2023 New Editions: Jeffrey Gibson

Jeffrey Gibson, MIRROR IN THE SKY, 2023. Click to view.

Jeffrey Gibson, PLAY AMONG THE STARS, 2023. Click to view.
Jeffrey Gibson’s impressive multi-disciplinary practice combines American, Indigenous, and Queer histories with references to music and literature subcultures, artistic traditions, and personal experiences. His work presents powerful statements about individual and collective identities and the forces that shape their perception throughout time. A member of the Mississippi Band of Choctaw Indians and of Cherokee descent, Gibson grew up in Germany, South Korea, and England. In each of these multicultural environments, he found friendships and connections in the music scenes of those countries. These myriad influences fuel the type of resistance he creates through his work. Characterized by abundant color and complex geometric patterns, Gibson’s work invites deep reflection on identity and discusses histories through a lens that advocates for a future with widened access to democracy and freedom for all.

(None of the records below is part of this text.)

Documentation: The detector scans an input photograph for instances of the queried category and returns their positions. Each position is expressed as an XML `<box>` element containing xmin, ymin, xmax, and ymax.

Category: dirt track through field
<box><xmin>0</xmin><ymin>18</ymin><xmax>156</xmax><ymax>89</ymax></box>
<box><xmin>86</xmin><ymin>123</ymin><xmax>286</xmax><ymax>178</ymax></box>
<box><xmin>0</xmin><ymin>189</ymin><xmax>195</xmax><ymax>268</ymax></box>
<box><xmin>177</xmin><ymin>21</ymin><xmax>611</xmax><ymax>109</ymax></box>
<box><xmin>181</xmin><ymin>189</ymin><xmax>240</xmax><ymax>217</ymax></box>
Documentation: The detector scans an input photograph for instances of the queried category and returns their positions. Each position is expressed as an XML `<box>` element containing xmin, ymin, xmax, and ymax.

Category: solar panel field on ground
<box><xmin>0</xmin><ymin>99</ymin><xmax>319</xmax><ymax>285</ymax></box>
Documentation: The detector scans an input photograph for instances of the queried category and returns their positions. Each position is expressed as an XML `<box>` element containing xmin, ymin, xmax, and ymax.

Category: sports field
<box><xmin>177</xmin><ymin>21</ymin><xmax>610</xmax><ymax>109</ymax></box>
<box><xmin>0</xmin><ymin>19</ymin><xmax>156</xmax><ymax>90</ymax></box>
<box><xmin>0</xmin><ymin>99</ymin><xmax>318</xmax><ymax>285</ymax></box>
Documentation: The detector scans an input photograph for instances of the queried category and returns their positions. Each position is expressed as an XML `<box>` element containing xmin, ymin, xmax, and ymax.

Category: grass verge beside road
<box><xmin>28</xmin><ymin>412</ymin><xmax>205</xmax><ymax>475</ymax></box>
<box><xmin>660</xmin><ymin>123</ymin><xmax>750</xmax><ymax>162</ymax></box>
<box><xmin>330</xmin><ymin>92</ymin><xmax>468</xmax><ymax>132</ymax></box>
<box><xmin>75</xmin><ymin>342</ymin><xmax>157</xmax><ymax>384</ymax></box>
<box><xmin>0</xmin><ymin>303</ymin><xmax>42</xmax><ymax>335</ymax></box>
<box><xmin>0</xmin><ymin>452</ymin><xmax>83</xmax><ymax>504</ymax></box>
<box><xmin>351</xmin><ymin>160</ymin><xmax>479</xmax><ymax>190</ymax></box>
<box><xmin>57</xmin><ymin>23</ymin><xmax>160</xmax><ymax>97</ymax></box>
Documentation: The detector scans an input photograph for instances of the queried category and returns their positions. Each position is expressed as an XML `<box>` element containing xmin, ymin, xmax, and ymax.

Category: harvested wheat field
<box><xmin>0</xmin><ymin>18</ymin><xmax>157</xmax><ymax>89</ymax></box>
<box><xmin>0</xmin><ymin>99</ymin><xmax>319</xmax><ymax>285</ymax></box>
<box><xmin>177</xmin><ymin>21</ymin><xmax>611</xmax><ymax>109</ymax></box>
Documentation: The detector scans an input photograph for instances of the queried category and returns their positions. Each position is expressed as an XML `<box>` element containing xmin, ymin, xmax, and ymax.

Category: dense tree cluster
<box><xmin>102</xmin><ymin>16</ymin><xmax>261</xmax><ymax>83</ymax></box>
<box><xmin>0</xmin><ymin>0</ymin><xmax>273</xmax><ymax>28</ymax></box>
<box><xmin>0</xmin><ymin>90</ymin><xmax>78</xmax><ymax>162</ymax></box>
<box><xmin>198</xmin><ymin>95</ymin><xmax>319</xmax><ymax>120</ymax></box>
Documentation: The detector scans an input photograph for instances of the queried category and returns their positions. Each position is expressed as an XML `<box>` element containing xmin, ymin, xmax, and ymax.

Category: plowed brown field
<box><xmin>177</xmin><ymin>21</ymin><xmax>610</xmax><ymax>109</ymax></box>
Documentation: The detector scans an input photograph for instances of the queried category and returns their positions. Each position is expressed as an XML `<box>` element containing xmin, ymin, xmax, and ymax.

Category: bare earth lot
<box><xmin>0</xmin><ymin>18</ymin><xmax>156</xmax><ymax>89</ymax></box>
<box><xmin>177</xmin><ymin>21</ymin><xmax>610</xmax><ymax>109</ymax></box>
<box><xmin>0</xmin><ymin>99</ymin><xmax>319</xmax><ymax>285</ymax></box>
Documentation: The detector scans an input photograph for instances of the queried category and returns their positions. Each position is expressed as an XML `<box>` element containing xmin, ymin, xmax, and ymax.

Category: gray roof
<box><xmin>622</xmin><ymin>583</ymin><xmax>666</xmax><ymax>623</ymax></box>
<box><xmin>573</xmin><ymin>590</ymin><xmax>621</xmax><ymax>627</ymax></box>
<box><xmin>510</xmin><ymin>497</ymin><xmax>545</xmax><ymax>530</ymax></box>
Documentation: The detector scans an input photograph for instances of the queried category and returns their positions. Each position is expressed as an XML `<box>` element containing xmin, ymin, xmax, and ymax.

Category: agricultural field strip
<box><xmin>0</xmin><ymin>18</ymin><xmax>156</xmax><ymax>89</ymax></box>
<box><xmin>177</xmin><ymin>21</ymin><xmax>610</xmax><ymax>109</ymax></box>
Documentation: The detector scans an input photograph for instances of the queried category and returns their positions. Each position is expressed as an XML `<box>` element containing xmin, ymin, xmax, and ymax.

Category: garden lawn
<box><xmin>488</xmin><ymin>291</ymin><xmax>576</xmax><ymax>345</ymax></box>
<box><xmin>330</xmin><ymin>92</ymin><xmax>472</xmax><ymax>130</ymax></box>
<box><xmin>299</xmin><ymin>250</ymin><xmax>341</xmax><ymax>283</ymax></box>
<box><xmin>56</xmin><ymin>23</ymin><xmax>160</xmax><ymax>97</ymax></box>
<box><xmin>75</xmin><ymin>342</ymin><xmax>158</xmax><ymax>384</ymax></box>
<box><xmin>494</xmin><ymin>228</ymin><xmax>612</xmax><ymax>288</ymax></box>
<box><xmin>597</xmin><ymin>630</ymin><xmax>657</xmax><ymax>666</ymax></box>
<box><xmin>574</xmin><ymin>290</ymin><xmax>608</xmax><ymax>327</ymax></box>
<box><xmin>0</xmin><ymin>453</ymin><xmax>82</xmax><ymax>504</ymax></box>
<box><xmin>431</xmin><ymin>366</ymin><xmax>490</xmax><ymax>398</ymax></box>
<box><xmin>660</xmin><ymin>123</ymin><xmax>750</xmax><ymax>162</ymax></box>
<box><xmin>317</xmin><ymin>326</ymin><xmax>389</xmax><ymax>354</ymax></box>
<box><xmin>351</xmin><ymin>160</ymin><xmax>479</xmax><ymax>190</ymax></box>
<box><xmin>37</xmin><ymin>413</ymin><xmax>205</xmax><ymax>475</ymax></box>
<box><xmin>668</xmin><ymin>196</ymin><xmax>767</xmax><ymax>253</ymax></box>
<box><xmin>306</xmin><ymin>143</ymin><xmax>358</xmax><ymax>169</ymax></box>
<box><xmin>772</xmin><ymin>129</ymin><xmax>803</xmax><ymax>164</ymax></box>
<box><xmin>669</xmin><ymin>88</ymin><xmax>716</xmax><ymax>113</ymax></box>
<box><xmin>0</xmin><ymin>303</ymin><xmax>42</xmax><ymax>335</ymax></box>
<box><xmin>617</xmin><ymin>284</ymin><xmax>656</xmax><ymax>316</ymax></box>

The Portland Art Museum and SITE Sante Fe, in cooperation with the U.S. Department of State’s Bureau of Educational and Cultural Affairs, selected Jeffrey Gibson to represent the United States at the 60th International Art Exhibition of La Biennale di Venezia in 2024.
Established in 1895, La Biennale di Venezia is acknowledged today as one of the most prestigious cultural institutions, and its International Art Exhibition introduces hundreds of thousands of visitors to exciting new art every two years. The United States Pavilion opened at the Giardini della Biennale in 1930. Following in line with his celebrated career, Jeffrey Gibson is the first Indigenous artist selected to represent the United States with a solo exhibition at the Venice Biennale. On view April 20 through November 24, 2024, Jeffrey Gibson: the space in which to place me provides international audiences the first major opportunity to experience Gibson’s work outside of the United States.
For the U.S. Pavilion, Gibson activated both the interior and exterior of the building with a series of new and recent paintings, sculptures, and video that invite reflection on individual and collective identities. The work deconstructs the ways in which notions of taste, authenticity, and persistent stereotypes of Indigenous people are used to delegitimize cultural expressions that exist outside the mainstream.
We completed two new printed editions with Jeffrey Gibson in 2023 that closely relate to many of the paintings featured in Gibson’s presentation in Venice. In these prints, titled MIRROR IN THE SKY and PLAY AMONG THE STARS, Gibson layered many patterns and colors to create rich, mesmerizing compositions. As the titles reference the sky and the stars, these pieces may depict portals or moments of wonder that could appear in the sky on a clear day. The expertly layered patterns, as shapes recede into the background as additional patterns are applied, recognize that our histories are always with us and foreground our current reality.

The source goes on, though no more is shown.